The opening act, Esme Patterson, was a Courtney Barnett type, who brought her own unique sense of laid-back humor and congenial charm to the stage. Patterson kicked off the concert with a series of rowdy and heartfelt alt-country songs about bad relationships and female emancipation. A series of numbers that responded to several classic rock and country songs, including The Beatles’ “Eleanor Rigby,” were particularly compelling. When the final twangs of Patterson’s guitar rang out, one couldn’t help but immediately miss her warm, summery spirit.
The void of her absence was quickly filled by the baroque, brassy, booming sounds of San Fermin. The band immediately captured the audience’s attention by opening with the sweeping, crescendoing “Renaissance!” Throughout the concert, the nine-piece ensemble reached, bent, and jumped around the stage, fully immersed in their sprawling music.
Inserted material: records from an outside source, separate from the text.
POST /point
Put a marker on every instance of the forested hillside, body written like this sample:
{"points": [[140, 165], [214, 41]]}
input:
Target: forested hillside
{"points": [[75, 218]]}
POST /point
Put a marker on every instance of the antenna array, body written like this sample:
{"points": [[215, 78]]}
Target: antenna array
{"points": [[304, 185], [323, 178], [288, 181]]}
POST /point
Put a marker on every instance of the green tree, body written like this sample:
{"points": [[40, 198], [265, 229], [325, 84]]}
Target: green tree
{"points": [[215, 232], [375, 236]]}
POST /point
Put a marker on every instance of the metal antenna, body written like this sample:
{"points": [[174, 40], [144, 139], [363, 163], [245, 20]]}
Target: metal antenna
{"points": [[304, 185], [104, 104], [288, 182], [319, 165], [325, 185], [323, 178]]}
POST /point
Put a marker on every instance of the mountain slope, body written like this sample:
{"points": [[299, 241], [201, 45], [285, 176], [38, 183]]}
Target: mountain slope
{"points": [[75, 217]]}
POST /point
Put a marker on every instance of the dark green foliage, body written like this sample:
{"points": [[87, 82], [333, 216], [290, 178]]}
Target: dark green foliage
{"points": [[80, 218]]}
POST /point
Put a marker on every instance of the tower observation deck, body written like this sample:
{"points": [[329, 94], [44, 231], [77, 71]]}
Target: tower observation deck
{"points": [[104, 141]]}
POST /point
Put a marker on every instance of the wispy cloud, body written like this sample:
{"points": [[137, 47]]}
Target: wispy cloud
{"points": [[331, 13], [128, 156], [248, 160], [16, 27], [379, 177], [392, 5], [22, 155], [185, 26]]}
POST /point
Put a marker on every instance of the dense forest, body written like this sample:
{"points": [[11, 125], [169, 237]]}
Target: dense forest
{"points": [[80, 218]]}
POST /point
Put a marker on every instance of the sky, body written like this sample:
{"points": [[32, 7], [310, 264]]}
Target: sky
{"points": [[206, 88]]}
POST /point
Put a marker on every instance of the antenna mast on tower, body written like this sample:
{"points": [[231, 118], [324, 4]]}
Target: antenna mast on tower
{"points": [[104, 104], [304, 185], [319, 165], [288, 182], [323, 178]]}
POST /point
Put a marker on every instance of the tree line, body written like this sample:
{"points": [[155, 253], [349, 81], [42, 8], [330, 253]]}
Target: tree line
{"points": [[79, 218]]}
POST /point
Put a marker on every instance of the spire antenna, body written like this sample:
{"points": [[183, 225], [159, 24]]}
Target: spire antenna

The performance felt like a classical ensemble in rock trappings. Audience members clapped along to Rebekah Durham’s violin solo, and cheered as trumpeter John Brandon improvised his own notes in the midst of the audience. At one point, Brandon, still in the audience, and saxophonist Stephen Chen went face to face in a saxophone-trumpet jam session, sending the audience into ecstatic cheers. The Charlene Kaye’s vocals elicited a similar response. Her voice, capable of belting with perfect precision and swelling with impressive magnitude, sent shivers down the spine, and once left the venue completely silent. Complementing her voice was the rich, deep sound of Allen Tate, whose own effortless vocals reverberated in one’s bones.
As the concert came to a close, the crowd cheered and applauded wildly. After leaving the stage, the band returned once more, putting a cap onto the night with the chilling “Methuselah,” followed by their bright, up-tempo rendition of The Strokes’ “Heart In A Cage.” In the end, the concert could not have progressed more perfectly, and the ensemble could not have performed with more virtuosity. San Fermin’s live performance excels in every way one could wish of a concert, and makes for a truly unforgettable experience.